@Freak-X:
hmm... (lange Denkpause).
Ein wenig muß ich Dir recht geben - manchmal tauchen ausgelagerte Sektoren nicht unter "05: Wiederzugewiesene Sektoren" auf, sondern zuerst unter "196: Wiederzuweisungsereignisse". Warum das so ist, habe ich noch nicht ganz verstanden.

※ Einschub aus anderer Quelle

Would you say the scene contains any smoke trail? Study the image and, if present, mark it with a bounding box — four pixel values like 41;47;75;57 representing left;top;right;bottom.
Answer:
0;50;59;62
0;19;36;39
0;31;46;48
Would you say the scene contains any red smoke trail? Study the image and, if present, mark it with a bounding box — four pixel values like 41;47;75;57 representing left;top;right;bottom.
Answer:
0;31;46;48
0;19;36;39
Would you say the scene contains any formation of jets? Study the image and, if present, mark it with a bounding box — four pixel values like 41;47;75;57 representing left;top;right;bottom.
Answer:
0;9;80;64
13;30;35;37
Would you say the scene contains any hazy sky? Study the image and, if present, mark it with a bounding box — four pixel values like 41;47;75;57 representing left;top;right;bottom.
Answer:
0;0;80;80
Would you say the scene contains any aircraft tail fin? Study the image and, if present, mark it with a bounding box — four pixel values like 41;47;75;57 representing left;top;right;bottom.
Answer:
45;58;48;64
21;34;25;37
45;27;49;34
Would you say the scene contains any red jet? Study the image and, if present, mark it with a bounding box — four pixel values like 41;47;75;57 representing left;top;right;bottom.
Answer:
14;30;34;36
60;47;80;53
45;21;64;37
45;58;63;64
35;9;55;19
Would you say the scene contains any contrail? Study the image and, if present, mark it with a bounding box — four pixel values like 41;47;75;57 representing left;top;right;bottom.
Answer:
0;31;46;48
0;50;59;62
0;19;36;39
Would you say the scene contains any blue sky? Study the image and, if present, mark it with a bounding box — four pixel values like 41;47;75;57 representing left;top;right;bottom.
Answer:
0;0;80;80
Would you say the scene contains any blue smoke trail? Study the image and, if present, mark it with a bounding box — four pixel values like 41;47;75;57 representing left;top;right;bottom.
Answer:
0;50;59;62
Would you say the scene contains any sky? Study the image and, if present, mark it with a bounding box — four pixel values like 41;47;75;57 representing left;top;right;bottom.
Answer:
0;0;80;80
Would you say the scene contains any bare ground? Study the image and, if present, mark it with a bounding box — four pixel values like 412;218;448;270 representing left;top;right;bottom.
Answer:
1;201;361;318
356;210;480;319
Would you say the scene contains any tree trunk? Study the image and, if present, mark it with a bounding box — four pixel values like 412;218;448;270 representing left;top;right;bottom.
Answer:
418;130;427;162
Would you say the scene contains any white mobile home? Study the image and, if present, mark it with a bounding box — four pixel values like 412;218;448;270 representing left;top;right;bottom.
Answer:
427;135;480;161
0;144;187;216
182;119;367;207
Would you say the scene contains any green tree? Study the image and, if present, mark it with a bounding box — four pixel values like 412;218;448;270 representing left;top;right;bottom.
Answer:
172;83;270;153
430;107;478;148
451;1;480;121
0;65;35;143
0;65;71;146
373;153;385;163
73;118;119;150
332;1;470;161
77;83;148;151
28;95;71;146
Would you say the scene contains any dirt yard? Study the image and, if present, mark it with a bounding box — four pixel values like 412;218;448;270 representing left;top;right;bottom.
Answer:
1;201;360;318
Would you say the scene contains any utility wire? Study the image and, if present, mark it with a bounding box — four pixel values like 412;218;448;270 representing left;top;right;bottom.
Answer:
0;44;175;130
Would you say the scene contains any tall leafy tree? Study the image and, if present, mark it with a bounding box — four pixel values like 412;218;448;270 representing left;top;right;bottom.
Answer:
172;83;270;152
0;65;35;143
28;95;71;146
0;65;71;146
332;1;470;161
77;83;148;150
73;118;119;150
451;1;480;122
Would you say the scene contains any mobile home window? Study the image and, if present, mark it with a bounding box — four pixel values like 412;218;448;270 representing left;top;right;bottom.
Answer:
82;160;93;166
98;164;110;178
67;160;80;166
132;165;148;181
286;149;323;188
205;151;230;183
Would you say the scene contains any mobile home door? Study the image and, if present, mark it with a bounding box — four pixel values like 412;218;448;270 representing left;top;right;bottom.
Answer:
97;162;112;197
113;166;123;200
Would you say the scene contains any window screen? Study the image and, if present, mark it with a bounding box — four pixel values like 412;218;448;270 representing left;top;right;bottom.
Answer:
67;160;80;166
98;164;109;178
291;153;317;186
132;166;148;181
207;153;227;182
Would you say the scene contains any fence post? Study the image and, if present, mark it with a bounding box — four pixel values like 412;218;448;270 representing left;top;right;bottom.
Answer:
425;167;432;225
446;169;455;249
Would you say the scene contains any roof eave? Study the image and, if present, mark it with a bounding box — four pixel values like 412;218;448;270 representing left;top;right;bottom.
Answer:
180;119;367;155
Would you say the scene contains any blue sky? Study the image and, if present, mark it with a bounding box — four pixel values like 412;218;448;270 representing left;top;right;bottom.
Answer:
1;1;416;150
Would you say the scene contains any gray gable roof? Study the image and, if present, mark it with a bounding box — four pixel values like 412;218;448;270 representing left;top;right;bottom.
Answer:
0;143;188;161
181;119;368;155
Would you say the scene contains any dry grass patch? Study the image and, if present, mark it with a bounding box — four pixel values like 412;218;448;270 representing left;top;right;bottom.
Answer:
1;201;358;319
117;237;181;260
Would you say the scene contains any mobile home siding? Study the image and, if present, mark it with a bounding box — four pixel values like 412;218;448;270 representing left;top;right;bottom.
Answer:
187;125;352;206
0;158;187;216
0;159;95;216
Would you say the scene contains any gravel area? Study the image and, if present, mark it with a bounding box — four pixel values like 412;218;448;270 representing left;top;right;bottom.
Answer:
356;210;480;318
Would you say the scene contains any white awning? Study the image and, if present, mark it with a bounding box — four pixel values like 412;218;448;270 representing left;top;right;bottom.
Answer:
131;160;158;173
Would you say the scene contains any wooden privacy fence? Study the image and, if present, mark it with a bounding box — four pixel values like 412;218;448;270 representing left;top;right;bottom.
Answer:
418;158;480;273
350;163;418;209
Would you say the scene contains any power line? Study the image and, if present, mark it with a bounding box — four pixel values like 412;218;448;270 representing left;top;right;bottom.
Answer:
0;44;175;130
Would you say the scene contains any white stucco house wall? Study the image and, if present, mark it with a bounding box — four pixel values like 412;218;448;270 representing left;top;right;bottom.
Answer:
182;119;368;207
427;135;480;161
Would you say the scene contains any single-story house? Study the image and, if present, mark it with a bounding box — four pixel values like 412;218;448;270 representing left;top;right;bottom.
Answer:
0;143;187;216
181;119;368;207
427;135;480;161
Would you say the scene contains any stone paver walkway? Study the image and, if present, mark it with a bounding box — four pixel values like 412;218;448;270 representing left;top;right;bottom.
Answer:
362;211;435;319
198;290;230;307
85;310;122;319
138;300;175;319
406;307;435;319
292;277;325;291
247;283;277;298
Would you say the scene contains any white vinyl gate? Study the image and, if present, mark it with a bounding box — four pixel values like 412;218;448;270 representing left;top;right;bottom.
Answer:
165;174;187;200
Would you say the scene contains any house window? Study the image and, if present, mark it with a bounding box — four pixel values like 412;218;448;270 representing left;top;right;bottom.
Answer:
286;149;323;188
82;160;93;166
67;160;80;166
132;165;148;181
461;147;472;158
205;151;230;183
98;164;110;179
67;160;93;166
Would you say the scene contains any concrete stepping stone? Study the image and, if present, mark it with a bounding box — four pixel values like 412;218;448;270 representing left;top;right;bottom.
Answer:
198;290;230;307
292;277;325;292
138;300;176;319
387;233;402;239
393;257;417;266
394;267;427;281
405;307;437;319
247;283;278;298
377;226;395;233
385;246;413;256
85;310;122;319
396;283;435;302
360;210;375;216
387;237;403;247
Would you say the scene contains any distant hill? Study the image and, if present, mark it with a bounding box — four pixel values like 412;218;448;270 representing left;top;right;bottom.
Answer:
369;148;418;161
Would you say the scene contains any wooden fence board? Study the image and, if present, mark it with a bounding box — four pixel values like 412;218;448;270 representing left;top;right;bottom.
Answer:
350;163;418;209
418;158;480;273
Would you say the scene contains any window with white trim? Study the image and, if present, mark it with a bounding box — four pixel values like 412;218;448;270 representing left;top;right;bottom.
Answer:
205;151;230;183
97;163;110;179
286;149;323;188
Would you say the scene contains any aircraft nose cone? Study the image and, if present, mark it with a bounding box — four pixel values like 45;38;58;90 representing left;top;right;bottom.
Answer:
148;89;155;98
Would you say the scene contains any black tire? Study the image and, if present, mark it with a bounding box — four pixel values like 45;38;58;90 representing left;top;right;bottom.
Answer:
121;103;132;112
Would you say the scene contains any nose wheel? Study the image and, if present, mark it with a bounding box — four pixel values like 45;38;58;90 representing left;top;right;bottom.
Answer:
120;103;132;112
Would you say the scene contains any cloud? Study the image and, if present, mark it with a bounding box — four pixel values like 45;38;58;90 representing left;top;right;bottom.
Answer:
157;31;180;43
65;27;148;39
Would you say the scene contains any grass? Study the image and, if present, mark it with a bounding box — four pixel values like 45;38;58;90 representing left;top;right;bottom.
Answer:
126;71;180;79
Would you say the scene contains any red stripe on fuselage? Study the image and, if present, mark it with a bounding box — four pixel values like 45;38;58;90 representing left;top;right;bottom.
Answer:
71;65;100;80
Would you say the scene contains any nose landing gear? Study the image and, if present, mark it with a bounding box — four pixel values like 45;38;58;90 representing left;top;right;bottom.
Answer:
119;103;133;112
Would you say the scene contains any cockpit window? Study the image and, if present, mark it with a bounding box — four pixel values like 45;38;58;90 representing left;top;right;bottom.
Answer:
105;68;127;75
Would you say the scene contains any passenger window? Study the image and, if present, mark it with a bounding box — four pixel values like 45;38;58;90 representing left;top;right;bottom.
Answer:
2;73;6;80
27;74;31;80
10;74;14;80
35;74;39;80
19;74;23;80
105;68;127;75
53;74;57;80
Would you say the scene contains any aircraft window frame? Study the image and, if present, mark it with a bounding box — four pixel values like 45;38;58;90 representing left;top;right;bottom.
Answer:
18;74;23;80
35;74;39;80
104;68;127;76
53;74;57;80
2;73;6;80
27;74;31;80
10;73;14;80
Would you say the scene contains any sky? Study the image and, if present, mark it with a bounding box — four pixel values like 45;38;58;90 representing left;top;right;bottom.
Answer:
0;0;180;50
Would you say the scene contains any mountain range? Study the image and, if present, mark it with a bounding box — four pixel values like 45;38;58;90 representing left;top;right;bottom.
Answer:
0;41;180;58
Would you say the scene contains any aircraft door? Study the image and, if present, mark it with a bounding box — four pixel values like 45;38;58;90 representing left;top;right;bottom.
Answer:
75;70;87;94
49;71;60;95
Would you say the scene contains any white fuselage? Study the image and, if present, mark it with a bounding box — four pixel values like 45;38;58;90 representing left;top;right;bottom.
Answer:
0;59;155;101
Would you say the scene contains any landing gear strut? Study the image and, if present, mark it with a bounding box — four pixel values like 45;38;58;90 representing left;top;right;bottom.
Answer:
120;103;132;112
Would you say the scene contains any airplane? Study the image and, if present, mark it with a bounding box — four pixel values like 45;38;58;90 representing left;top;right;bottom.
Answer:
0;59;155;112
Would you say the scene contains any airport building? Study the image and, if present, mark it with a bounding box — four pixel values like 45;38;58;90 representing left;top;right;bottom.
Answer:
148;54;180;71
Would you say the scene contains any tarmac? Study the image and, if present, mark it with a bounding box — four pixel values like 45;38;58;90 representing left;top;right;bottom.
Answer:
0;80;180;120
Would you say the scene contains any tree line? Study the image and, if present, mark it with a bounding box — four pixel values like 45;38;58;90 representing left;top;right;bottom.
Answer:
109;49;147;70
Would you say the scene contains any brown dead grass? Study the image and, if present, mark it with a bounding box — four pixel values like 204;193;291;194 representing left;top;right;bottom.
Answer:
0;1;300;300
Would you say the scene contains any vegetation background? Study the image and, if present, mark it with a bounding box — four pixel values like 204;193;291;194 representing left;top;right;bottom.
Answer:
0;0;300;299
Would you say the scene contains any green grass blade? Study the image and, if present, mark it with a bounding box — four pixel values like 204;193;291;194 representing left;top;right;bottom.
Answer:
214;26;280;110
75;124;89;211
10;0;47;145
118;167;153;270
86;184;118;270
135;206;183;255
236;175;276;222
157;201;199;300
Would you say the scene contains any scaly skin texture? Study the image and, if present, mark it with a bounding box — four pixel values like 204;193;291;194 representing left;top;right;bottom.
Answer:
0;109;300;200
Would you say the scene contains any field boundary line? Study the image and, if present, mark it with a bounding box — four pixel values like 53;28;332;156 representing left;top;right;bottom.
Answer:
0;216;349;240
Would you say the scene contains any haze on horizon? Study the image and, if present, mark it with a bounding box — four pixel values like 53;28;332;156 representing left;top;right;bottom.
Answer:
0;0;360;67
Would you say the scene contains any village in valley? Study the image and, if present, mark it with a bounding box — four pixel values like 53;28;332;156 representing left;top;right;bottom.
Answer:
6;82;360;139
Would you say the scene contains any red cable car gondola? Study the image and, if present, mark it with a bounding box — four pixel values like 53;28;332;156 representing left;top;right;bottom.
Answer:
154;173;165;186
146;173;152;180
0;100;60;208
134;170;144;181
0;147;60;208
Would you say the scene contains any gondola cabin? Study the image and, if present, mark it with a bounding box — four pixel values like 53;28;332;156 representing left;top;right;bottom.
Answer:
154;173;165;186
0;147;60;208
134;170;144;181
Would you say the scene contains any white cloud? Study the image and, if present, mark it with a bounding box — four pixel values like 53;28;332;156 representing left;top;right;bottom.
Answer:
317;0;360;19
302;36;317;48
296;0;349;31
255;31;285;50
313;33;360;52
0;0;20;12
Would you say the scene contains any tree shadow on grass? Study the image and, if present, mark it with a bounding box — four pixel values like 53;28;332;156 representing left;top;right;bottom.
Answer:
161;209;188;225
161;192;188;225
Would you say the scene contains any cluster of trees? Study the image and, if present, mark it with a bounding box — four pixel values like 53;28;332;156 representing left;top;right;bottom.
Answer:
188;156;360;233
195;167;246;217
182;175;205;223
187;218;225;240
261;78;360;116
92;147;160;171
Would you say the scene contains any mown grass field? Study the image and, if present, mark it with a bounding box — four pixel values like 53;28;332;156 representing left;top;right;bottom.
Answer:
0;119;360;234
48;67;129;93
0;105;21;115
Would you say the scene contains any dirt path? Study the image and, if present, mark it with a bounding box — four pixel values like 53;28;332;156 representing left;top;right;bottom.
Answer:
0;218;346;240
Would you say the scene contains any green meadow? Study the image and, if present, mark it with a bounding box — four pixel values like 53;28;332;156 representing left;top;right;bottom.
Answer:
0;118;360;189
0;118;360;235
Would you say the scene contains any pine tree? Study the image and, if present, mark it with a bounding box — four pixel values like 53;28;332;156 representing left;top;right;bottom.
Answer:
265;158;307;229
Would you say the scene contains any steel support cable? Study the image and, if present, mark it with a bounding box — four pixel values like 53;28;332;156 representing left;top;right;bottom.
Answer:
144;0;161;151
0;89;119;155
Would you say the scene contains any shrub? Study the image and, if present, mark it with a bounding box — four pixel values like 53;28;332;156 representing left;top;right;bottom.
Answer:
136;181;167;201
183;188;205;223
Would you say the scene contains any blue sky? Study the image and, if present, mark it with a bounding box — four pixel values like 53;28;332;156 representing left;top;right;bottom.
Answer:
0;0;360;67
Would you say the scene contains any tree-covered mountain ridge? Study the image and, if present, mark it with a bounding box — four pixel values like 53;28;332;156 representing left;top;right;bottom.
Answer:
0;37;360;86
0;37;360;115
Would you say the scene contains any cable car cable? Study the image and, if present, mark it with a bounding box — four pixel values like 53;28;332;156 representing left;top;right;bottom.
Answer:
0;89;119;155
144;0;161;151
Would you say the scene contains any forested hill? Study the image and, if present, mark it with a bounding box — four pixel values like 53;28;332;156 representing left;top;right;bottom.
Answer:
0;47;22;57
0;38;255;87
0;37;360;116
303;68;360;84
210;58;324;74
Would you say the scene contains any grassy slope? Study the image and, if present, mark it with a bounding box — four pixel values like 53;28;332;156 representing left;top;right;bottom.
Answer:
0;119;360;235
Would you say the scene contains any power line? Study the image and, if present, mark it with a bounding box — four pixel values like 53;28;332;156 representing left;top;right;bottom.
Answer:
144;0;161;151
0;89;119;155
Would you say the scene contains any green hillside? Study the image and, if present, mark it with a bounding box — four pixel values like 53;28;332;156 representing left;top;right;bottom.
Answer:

Aber ansonsten bleibe ich bei meinen Ausführungen. Warum sollte denn ein Festplattenhersteller schwache Sektoren im S.M.A.R.T.-Protokoll unterdrücken, oder erst eintragen, wenn die G-Liste ("growth", d.h. "gewachsene" Defekte) überquillt? Sinn der
S.M.A.R.T.-Funktion ist es ja, kleine Defekte (1 gekipptes Bit) selbständig zu reparieren, und bei Erreichen gewisser Schwellwerte Alarm zu schlagen. Ok, die Schwellwerte sind meines Erachtens etwas zu hoch angesetzt; das liegt wohl daran, daß sie der Hersteller selbst festlegen darf. Aber prinzipiell ist das alles sehr vernünftig umgesetzt.
Während der Low-Level-Formatierung im Werk werden übrigens schon viele schwache Sektoren ausgeblendet, diese landen dann in der sog. P-Liste. Der Benutzer bekommt sie niemals zu sehen, und hat trotzdem vielleicht schon tausende defekte Sektoren auf seiner Platte. Daher bitte nicht gleich überreagieren, wenn einer hinzukommt.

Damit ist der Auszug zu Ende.